THE NEVILLES

The founder of the family was an admiral, supposedly a cousin of William the Conqueror. Traditionally King Canute (1017-36) built the first castle on the site of Raby and this great castle which still looks like a fourteenth century fortress from outside, became the seat of the Nevilles. Their military base was Brancepeth Castle however, of which little remains from Neville times. Robert Neville, nicknamed 'The Peacock' for his arrogance and love of finery, slew Richard Fitzmarmaduke on Framwellgate Bridge in Durham in 1318 and was in turn killed by the Black Douglas near Wooler on 6 June 1319. He is buried in Brancepeth church, alongside the second and third Neville Earls of Westmorland.

In 1346 Ralph Neville (1299?-1367), brother of Robert, was victorious at the battle of Neville's Cross near Durham over the Scottish King David II, who was taken prisoner. This feat allowed him to be the first layman ever to be buried in Durham Cathedral; his son John Neville (d. 1388), a famous warrior in Edward III's French wars, became Lord High Admiral of England and began to fortify Raby in 1397. He is also buried in the Cathedral. John Neville is responsible for the magnificent Neville screen behind the altar 1380 - still a wonder despite lacking its original bright colouring and 107 alabaster figures. His son Ralph (1364-1425) was created the first Earl of Westmorland in 1397 and his great alabaster tomb may be seen in Staindrop church. He assisted at Henry IV's coronation and was Earl Marshal of England in 1399. He fought alongside Henry V in France and his was the prudent voice wishing for ten thousand more at Agincourt in Shakespeare's play. He was one of the executors of Henry V's will. His wife Joan Beaufort gives her name to Joan's Tower at Raby today.

Among their children was Robert Neville (1404-57) bishop of Salisbury and Durham, where he was visited by Henry VI in 1448. They were also the parents of Cicely the 'Rose of Raby', who married Richard Plantagenet, Duke of York, one of the leading figures in the Wars of the Roses. She became mother of two English kings, Edward IV and Richard III, and grandmother of Elizabeth of York, Henry VII's queen; thus she is a direct ancestress of the present royal family.

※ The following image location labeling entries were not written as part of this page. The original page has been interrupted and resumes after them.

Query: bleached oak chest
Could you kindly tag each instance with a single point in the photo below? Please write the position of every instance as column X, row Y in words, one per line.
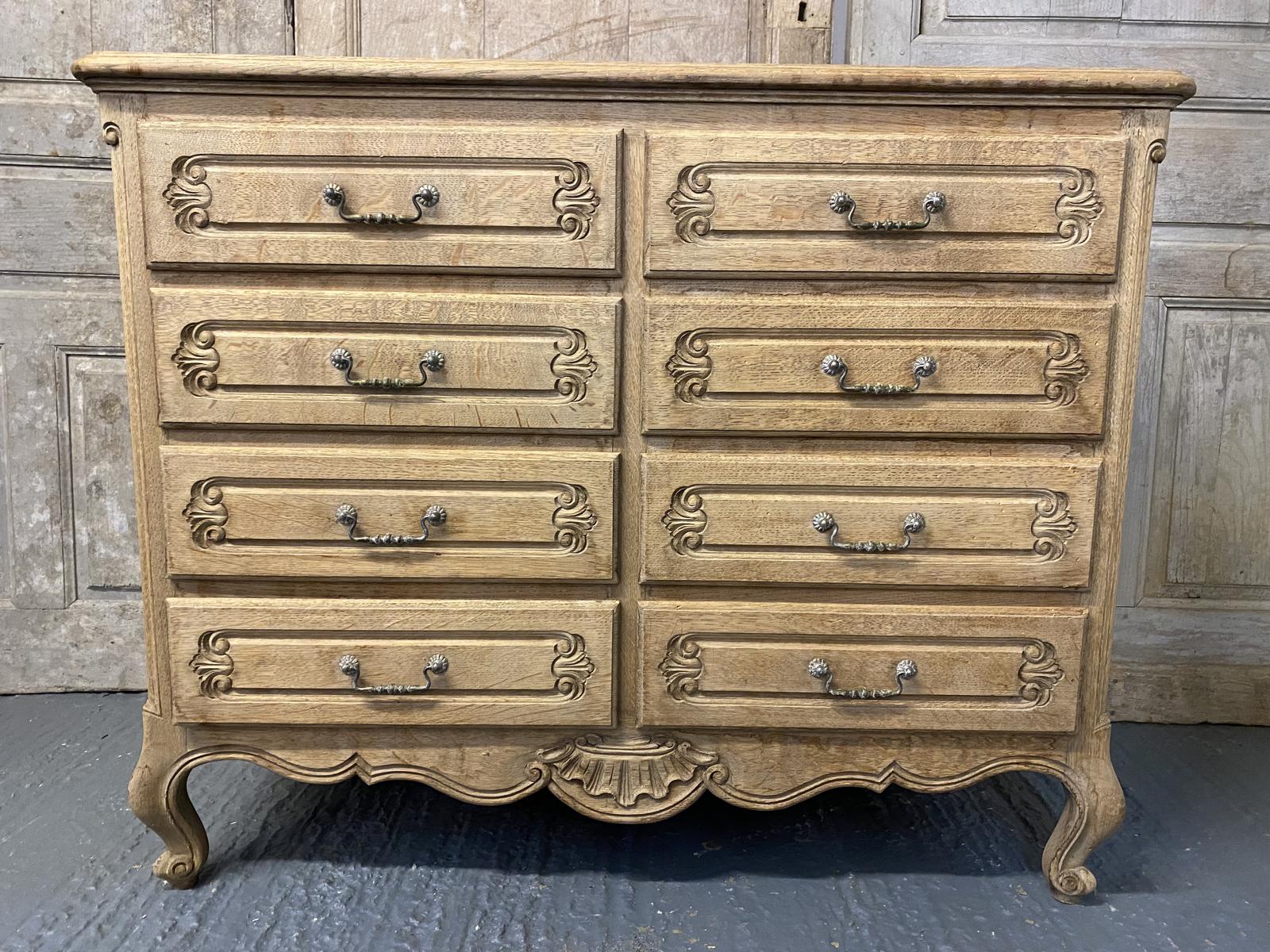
column 630, row 432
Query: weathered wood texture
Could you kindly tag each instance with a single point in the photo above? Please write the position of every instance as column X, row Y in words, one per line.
column 1199, row 482
column 69, row 573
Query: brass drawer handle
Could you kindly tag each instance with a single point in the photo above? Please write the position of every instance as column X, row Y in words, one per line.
column 342, row 359
column 349, row 666
column 914, row 524
column 346, row 514
column 425, row 197
column 842, row 203
column 833, row 366
column 819, row 670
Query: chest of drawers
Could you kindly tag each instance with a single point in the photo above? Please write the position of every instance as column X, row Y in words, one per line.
column 630, row 432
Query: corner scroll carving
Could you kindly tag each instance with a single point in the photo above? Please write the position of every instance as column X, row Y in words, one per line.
column 572, row 666
column 1039, row 673
column 573, row 366
column 188, row 194
column 1077, row 207
column 692, row 203
column 213, row 664
column 643, row 776
column 683, row 666
column 575, row 201
column 1066, row 368
column 686, row 520
column 206, row 513
column 1053, row 526
column 690, row 366
column 573, row 518
column 196, row 359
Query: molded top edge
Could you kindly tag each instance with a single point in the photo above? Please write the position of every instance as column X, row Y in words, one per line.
column 156, row 71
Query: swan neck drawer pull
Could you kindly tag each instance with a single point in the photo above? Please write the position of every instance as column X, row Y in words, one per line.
column 914, row 524
column 833, row 366
column 842, row 203
column 819, row 670
column 352, row 666
column 346, row 516
column 342, row 359
column 425, row 197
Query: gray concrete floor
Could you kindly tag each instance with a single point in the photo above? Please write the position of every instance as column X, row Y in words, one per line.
column 400, row 867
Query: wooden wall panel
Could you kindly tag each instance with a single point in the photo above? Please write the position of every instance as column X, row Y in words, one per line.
column 1195, row 562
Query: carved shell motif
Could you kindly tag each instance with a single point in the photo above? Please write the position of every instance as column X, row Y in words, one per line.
column 1077, row 207
column 686, row 520
column 683, row 666
column 213, row 664
column 188, row 194
column 1039, row 673
column 690, row 366
column 1066, row 368
column 629, row 768
column 206, row 513
column 572, row 666
column 573, row 366
column 196, row 359
column 692, row 203
column 575, row 201
column 573, row 518
column 1053, row 526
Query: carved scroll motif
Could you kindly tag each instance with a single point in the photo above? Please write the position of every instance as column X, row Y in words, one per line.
column 572, row 666
column 213, row 664
column 196, row 359
column 692, row 203
column 573, row 518
column 1077, row 207
column 1039, row 673
column 690, row 366
column 206, row 513
column 1053, row 526
column 573, row 366
column 188, row 194
column 575, row 201
column 1066, row 368
column 686, row 520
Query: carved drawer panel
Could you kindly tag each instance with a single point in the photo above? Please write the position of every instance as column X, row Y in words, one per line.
column 876, row 366
column 860, row 666
column 360, row 194
column 391, row 662
column 884, row 203
column 869, row 520
column 371, row 359
column 360, row 512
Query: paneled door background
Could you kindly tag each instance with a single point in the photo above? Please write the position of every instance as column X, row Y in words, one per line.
column 69, row 574
column 1194, row 626
column 1193, row 630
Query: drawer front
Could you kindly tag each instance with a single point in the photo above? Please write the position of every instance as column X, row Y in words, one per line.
column 270, row 357
column 256, row 194
column 738, row 666
column 761, row 202
column 275, row 512
column 294, row 662
column 770, row 518
column 994, row 368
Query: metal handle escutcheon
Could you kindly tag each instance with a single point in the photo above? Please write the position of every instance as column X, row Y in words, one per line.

Edward IV was a very handsome man, inheriting his smooth good looks from his mother Cicely Neville, but he was intelligent too and very good at public relations, a fine dancer and fond of women. It was the Tudor propagandists who made his brother Richard out to be a misshapen, crook-backed monster. He was also tall and good-looking, though thinner than the well-built Edward. He was Cicely's eleventh child, and the Countess of Desmond, who lived to be over 100, told Sir Walter Raleigh that she had often danced with Richard and that he was the handsomest man at court, with the exception of his brother Edward. Richard virtually ruled the North for his brother from 1471 and appears to have been popular. His memory is celebrated at Middleham in North Yorkshire. When he proclaimed himself king in 1483, he began to place his northern adherents in positions of authority, the last time the North has managed to do this.

Richard Neville, Earl of Warwick (1428-71), the great 'kingmaker' of the Wars of the Roses, was a nephew of Cicely Neville. The Nevilles had become the most powerful family in the country, but the sixth Earl (1543-1601) supported the formidable but ultimately disastrous rising of the Northern Earls against Elizabeth in 1569. With the Earl of Northumberland, he marched to release Mary Queen of Scots at Tutbury, but was thwarted and fled abroad on the collapse of the rebellion. Raby, Brancepeth and all the Neville estates were forfeited to the crown. As Sir Cuthbert Sharp writes:

'Thus terminated an enterprise, begun without foresight, conducted without energy, and ending in dastardly and inglorious flight: entailing on the families of those concerned lasting misery; and inflicting on the leaders attainder, proscription and death.'
Eventually Raby passed into the hands of the Vane family whose family tombs are also in Staindrop church. In the twentieth century, a descendant of the first Earl of Westmorland married the ninth Lord Barnard and so Neville blood has returned to Raby.